Spitzentöne von

Tausend Dank, Sgt. Pepper!

Heinz Sichrovsky © Bild: NEWS

Fünfzig Jahre ist das her, und ich habe es schon bei halb entwickeltem Bewusstsein erlebt, was mich prinzipiell nicht fröhlich stimmen sollte. Aber "Sgt. Pepper 's Lonely Hearts Club Band", das Ende Mai 1967 veröffentlichte achte Studioalbum der Beatles, war ein Initiationserlebnis, lebensverändernd wie später meine erste "Götterdämmerung". Ö3 stand noch im embryonalen Alter von minus fünf Monaten.

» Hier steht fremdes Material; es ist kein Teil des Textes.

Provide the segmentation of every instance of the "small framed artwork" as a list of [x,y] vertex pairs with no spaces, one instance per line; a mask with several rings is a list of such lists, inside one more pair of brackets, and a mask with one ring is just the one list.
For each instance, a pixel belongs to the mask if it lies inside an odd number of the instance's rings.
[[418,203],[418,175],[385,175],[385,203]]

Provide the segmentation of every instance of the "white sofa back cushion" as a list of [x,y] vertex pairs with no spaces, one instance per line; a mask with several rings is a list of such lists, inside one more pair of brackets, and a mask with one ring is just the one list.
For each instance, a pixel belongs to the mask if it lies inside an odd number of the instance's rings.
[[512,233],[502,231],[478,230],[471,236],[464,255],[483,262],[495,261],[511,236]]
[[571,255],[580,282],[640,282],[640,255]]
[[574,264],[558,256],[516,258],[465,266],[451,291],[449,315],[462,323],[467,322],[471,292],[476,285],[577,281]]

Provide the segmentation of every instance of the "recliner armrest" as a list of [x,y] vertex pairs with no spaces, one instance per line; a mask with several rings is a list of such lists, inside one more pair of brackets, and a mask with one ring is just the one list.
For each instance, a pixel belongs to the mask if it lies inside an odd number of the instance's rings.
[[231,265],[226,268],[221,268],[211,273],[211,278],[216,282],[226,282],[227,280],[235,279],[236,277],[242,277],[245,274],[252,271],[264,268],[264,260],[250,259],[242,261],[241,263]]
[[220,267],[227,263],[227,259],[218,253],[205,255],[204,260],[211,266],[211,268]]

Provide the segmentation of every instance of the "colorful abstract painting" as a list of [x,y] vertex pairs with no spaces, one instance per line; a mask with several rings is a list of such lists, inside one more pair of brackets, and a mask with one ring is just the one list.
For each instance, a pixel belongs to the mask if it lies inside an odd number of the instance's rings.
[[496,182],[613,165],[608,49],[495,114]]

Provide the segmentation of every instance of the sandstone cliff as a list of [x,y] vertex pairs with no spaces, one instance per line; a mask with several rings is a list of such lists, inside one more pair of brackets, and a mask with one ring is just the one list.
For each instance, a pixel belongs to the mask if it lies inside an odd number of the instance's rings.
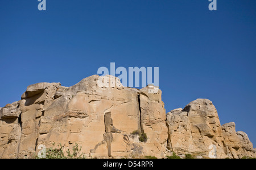
[[[255,156],[247,135],[236,132],[234,123],[221,126],[209,100],[198,99],[166,114],[161,90],[123,87],[117,78],[106,76],[109,85],[114,80],[115,87],[98,86],[98,75],[69,88],[28,86],[19,101],[0,108],[0,157],[32,157],[40,145],[54,143],[66,150],[78,144],[88,157],[164,157],[172,152],[197,157]],[[146,139],[140,141],[135,131]]]

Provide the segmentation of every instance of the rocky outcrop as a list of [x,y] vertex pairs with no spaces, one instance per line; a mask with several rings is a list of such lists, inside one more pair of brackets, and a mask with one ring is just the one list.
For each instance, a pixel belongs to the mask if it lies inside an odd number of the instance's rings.
[[166,114],[158,88],[139,90],[123,87],[112,76],[101,78],[92,76],[71,87],[31,85],[19,101],[0,108],[0,157],[32,157],[41,146],[60,143],[64,151],[77,144],[88,157],[160,158],[172,152],[253,157],[247,135],[236,132],[234,123],[221,126],[209,100],[198,99]]
[[255,151],[248,136],[243,131],[236,132],[234,122],[225,123],[221,127],[225,144],[224,150],[229,157],[254,157]]
[[[29,86],[16,102],[19,113],[10,112],[14,109],[7,112],[7,107],[1,109],[1,122],[9,117],[16,118],[18,123],[19,116],[21,129],[15,156],[10,155],[7,145],[13,128],[5,132],[6,140],[1,151],[10,157],[31,157],[41,144],[47,148],[61,143],[67,150],[76,143],[89,157],[164,157],[167,127],[161,91],[148,93],[149,87],[141,90],[123,87],[116,77],[106,76],[109,87],[98,85],[98,75],[69,88],[60,83]],[[117,84],[111,87],[113,80]],[[134,130],[146,133],[144,142],[131,134]]]
[[197,99],[183,109],[167,114],[168,148],[181,156],[205,158],[254,157],[253,144],[234,122],[221,126],[217,110],[207,99]]

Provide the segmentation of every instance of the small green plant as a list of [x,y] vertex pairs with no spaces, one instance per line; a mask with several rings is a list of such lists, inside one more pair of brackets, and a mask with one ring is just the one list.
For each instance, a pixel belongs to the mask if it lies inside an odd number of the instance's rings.
[[141,132],[139,132],[139,131],[138,130],[134,130],[131,134],[132,135],[139,135],[141,134]]
[[252,157],[250,156],[243,156],[242,159],[256,159],[256,157]]
[[141,142],[146,142],[147,141],[147,134],[144,132],[141,132],[139,130],[134,130],[131,134],[132,135],[138,135],[139,136],[139,140]]
[[[55,144],[53,144],[55,146]],[[63,151],[64,146],[61,144],[58,144],[59,148],[53,148],[51,147],[49,148],[46,148],[46,157],[45,159],[85,159],[85,156],[84,154],[80,154],[80,152],[81,150],[82,147],[80,148],[77,144],[75,144],[72,148],[72,153],[71,152],[69,149],[66,151],[67,155],[65,156]],[[35,156],[35,158],[39,158],[38,156]]]
[[172,152],[172,156],[166,156],[167,159],[180,159],[180,157],[177,156],[175,152]]
[[145,158],[147,158],[147,159],[158,159],[156,157],[155,157],[154,156],[146,156]]
[[194,157],[190,154],[186,154],[185,155],[185,159],[194,159]]

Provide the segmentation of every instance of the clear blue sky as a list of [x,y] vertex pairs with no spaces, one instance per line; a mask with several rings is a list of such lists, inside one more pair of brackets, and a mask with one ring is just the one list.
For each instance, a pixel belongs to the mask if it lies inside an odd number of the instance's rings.
[[256,1],[0,1],[0,107],[29,85],[69,86],[98,68],[159,68],[167,112],[211,100],[256,146]]

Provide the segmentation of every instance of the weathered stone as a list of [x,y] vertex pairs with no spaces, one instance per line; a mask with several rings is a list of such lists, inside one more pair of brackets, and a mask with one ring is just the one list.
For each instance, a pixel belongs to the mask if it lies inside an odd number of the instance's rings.
[[32,157],[39,146],[54,143],[64,151],[77,144],[92,157],[160,158],[172,152],[183,157],[255,156],[234,123],[221,126],[210,101],[197,99],[166,115],[161,96],[158,87],[123,87],[110,75],[93,75],[69,88],[28,86],[21,100],[0,108],[0,157]]

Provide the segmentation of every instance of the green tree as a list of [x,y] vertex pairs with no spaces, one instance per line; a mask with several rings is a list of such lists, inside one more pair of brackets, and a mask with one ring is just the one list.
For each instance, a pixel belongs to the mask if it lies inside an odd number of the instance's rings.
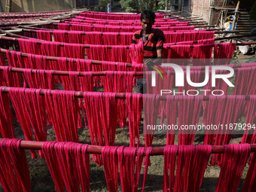
[[106,12],[108,3],[108,0],[99,0],[99,11]]
[[121,7],[126,12],[142,13],[145,10],[153,11],[155,0],[120,0]]

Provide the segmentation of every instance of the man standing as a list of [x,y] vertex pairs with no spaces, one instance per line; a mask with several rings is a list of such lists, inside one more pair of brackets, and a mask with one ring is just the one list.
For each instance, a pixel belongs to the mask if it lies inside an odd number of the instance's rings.
[[108,5],[107,5],[107,11],[108,13],[111,12],[111,1],[108,2]]
[[[142,29],[135,32],[133,36],[133,44],[143,42],[144,62],[148,66],[160,64],[163,58],[165,37],[160,29],[152,28],[155,18],[154,13],[145,11],[141,15]],[[145,78],[137,79],[137,93],[143,93],[145,84]]]

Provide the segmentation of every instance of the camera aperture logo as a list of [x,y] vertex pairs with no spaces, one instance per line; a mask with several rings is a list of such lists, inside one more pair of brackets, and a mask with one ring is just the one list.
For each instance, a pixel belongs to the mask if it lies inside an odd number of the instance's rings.
[[[232,78],[234,75],[234,70],[233,68],[230,66],[212,66],[211,72],[209,70],[209,66],[205,66],[205,78],[203,82],[195,83],[192,82],[191,77],[190,77],[190,66],[187,66],[186,68],[186,72],[183,70],[183,69],[176,64],[173,63],[162,63],[161,66],[157,66],[157,68],[160,69],[163,73],[165,75],[166,78],[167,79],[167,75],[163,69],[163,67],[172,67],[174,69],[174,75],[175,75],[175,87],[184,87],[184,75],[186,75],[186,81],[187,83],[194,87],[202,87],[206,85],[211,76],[211,87],[216,87],[216,80],[219,79],[219,81],[224,81],[229,87],[234,87],[235,86],[230,82],[228,79]],[[160,71],[156,67],[151,67],[155,69],[161,76],[162,80],[163,80],[163,77]],[[224,70],[226,72],[224,74],[218,74],[217,71],[219,70]],[[156,71],[152,71],[151,72],[151,87],[156,87]],[[183,90],[182,92],[177,92],[175,90],[161,90],[160,95],[163,94],[183,94],[184,96],[197,96],[199,95],[200,92],[203,92],[205,96],[209,95],[207,93],[211,93],[214,96],[222,96],[224,94],[224,92],[222,90]],[[191,93],[194,93],[194,94],[191,94]],[[216,93],[221,93],[217,94]],[[187,93],[187,94],[186,94]]]

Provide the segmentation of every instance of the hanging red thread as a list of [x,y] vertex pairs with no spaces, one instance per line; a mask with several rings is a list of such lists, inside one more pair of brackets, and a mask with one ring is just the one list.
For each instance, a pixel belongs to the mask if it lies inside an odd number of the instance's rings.
[[28,162],[20,142],[3,139],[0,143],[0,182],[5,191],[31,191]]
[[236,191],[243,169],[250,156],[248,144],[224,145],[224,154],[216,191]]
[[130,147],[135,147],[135,141],[137,141],[137,148],[139,146],[139,122],[142,118],[142,94],[126,94],[126,105],[129,114],[129,134]]
[[[58,142],[78,142],[78,100],[75,91],[46,90],[44,99]],[[79,114],[80,115],[80,114]]]
[[15,138],[9,96],[0,87],[0,133],[4,138]]
[[105,146],[102,148],[102,163],[105,177],[109,192],[117,191],[118,159],[116,155],[118,147]]

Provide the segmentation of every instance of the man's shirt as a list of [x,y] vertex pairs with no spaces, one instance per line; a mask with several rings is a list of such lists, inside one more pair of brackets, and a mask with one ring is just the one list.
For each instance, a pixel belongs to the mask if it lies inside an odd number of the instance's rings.
[[157,50],[163,50],[163,42],[165,41],[163,32],[160,29],[152,28],[152,33],[145,41],[143,41],[142,37],[143,29],[135,32],[132,43],[143,42],[144,59],[157,58]]

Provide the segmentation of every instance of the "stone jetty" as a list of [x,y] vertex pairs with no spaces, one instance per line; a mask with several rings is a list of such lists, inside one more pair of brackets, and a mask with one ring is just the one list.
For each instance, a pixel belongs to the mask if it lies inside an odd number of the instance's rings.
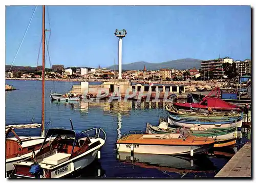
[[215,177],[251,177],[251,144],[246,144]]

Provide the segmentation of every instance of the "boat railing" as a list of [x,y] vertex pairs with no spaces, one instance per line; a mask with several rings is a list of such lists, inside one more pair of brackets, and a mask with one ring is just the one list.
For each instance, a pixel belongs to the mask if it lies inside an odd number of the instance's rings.
[[98,128],[93,128],[90,129],[86,130],[86,131],[83,131],[83,133],[86,133],[88,135],[88,136],[90,137],[90,134],[88,132],[90,132],[90,131],[92,131],[93,130],[95,130],[95,135],[94,135],[94,137],[95,138],[99,138],[100,136],[101,132],[102,132],[102,133],[104,134],[104,138],[102,138],[102,139],[104,139],[104,141],[105,141],[106,140],[106,133],[102,128],[100,128],[98,130]]
[[121,138],[127,138],[129,135],[131,134],[142,134],[143,132],[141,130],[130,130],[128,132],[125,133]]
[[[216,139],[217,138],[218,134],[216,135],[215,138],[211,138],[211,139],[214,139],[215,140],[216,140]],[[205,137],[205,139],[204,140],[204,142],[206,142],[207,139],[209,139],[209,137],[210,136],[210,135],[204,135],[204,136],[195,136],[194,138],[193,139],[193,140],[192,141],[192,142],[194,142],[194,141],[196,141],[197,140],[198,140],[198,139],[202,138],[203,137]]]

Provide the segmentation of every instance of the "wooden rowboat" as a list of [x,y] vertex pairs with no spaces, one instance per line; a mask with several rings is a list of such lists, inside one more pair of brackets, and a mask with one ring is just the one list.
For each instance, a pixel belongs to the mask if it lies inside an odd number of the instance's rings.
[[213,148],[216,140],[207,137],[196,137],[184,127],[173,133],[129,134],[117,141],[118,151],[134,153],[187,155],[200,154]]
[[242,116],[239,119],[225,120],[223,119],[206,120],[203,119],[199,120],[196,118],[181,118],[172,115],[168,116],[168,123],[171,125],[178,127],[184,126],[186,128],[190,128],[195,126],[200,126],[207,129],[241,127],[242,122]]
[[[177,128],[167,126],[166,122],[161,122],[159,126],[152,126],[147,124],[147,131],[149,134],[165,134],[173,133]],[[188,133],[196,136],[208,136],[216,139],[214,147],[224,147],[236,144],[236,139],[238,136],[237,128],[227,128],[220,129],[210,129],[206,130],[187,130]],[[234,141],[234,143],[233,143]]]
[[199,118],[209,118],[209,119],[219,119],[219,118],[236,118],[240,117],[241,115],[240,112],[214,112],[214,114],[209,116],[208,112],[205,111],[190,111],[189,110],[176,110],[174,107],[170,107],[168,106],[165,106],[165,109],[168,113],[184,117],[196,117]]

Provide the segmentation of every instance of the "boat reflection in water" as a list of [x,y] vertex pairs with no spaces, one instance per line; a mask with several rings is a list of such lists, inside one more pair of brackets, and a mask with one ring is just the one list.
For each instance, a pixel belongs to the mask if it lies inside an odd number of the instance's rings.
[[89,166],[79,170],[69,178],[100,178],[105,177],[105,171],[101,167],[98,159],[95,160]]
[[157,169],[177,173],[214,172],[217,170],[214,163],[205,154],[197,157],[159,154],[118,152],[117,159],[124,164],[132,164],[140,167]]

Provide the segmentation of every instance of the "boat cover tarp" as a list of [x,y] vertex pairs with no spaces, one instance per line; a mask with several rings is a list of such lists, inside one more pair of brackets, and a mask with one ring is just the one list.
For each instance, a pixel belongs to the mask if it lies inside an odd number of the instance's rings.
[[[187,108],[190,107],[190,104],[189,103],[176,103],[174,104],[174,105]],[[191,103],[191,106],[193,108],[203,109],[207,109],[208,107],[210,107],[212,109],[222,110],[240,110],[237,105],[225,102],[218,98],[207,98],[199,103]]]

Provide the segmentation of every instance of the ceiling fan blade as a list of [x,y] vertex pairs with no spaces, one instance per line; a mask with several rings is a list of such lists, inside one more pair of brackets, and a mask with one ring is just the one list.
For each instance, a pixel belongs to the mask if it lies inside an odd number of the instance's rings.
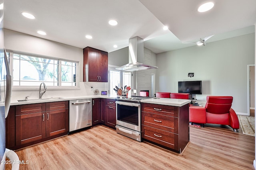
[[196,43],[194,42],[188,42],[188,43],[182,43],[182,44],[191,44],[191,43],[193,43],[194,44]]
[[212,35],[208,36],[208,37],[206,37],[205,38],[204,38],[204,39],[203,39],[203,40],[204,41],[204,42],[205,42],[206,41],[206,40],[207,40],[208,39],[209,39],[209,38],[210,38],[210,37],[211,37],[214,35]]

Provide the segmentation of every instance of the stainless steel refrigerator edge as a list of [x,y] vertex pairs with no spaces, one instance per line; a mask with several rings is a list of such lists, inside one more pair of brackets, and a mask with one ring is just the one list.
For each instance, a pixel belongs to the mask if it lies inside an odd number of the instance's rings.
[[92,99],[69,101],[69,131],[92,126]]
[[[0,160],[1,161],[0,170],[5,168],[6,157],[11,161],[12,169],[18,170],[19,157],[15,152],[6,148],[5,119],[8,115],[10,108],[12,78],[4,49],[3,20],[4,0],[0,0]],[[14,162],[15,164],[12,164]]]

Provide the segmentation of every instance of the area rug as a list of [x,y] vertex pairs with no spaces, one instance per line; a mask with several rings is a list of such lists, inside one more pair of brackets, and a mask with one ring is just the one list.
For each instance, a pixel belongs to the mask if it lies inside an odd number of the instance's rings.
[[255,117],[242,115],[238,116],[243,134],[255,136]]

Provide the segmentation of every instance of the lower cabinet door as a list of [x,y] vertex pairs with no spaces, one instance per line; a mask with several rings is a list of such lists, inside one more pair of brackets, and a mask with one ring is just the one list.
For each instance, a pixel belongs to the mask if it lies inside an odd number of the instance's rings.
[[92,99],[92,125],[100,122],[100,99]]
[[68,109],[46,111],[46,137],[66,133],[69,129]]
[[106,99],[100,99],[100,122],[105,124],[106,122]]
[[106,125],[115,128],[116,122],[116,107],[106,105]]
[[46,116],[45,112],[16,116],[16,145],[45,138]]

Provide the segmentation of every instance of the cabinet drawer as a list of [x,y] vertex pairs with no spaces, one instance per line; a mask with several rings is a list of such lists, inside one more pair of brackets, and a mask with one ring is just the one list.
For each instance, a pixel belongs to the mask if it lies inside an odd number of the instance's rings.
[[106,105],[116,106],[116,100],[115,100],[114,99],[107,99],[106,100]]
[[28,104],[16,106],[16,115],[45,111],[45,103]]
[[157,114],[142,112],[142,124],[174,133],[178,133],[178,118]]
[[178,135],[144,125],[141,126],[142,138],[178,151]]
[[68,101],[46,103],[46,110],[52,111],[68,108]]
[[141,109],[142,111],[178,117],[178,108],[176,106],[142,103]]

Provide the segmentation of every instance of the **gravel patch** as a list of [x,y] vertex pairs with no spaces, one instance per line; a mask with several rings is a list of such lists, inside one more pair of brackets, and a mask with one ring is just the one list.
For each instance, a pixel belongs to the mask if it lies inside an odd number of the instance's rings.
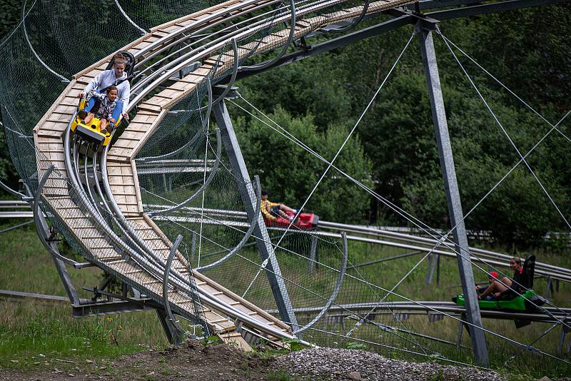
[[293,376],[310,380],[503,380],[495,372],[473,367],[408,362],[364,350],[333,348],[293,352],[276,358],[273,366]]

Also jagte Evamaria Kaiser, Urahnin aller DJanes, via Radio Wien alles Anfallende radikaldemokratisch über den Plattenteller: Roy Black und die Stones, das Osterwald-Sextett und Joan Baez. Ich lauschte unter der Bettdecke, und mit einem Mal war da eine neue Tonalität, die meine Gewissheiten zutiefst erschütterte. "She's Leaving Home" war das Erste, was ich aus dem "Sgt. Pepper's"-Kosmos zu hören bekam: Eine Frau macht sich im Schutz des Morgengrauens davon, mit einem letzten Schmerzensblick auf die Kinder. Damals habe ich zu ahnen begonnen, was Feminismus ist, so wie mir "A Day in the Life" eine Idee des Existentialismus vermittelt hat. Ob "Lucy in the Sky with Diamonds" tatsächlich für LSD steht, hat mich sehr beschäftigt, und was eine "Meter Maid" ist, war Gegenstand erregter Mutmaßungen meinerseits. "Sgt. Pepper's" aber, das erste Konzeptalbum, behauptet in meiner Bach-Mozart-Wagner-Welt einen der vornehmsten Plätze.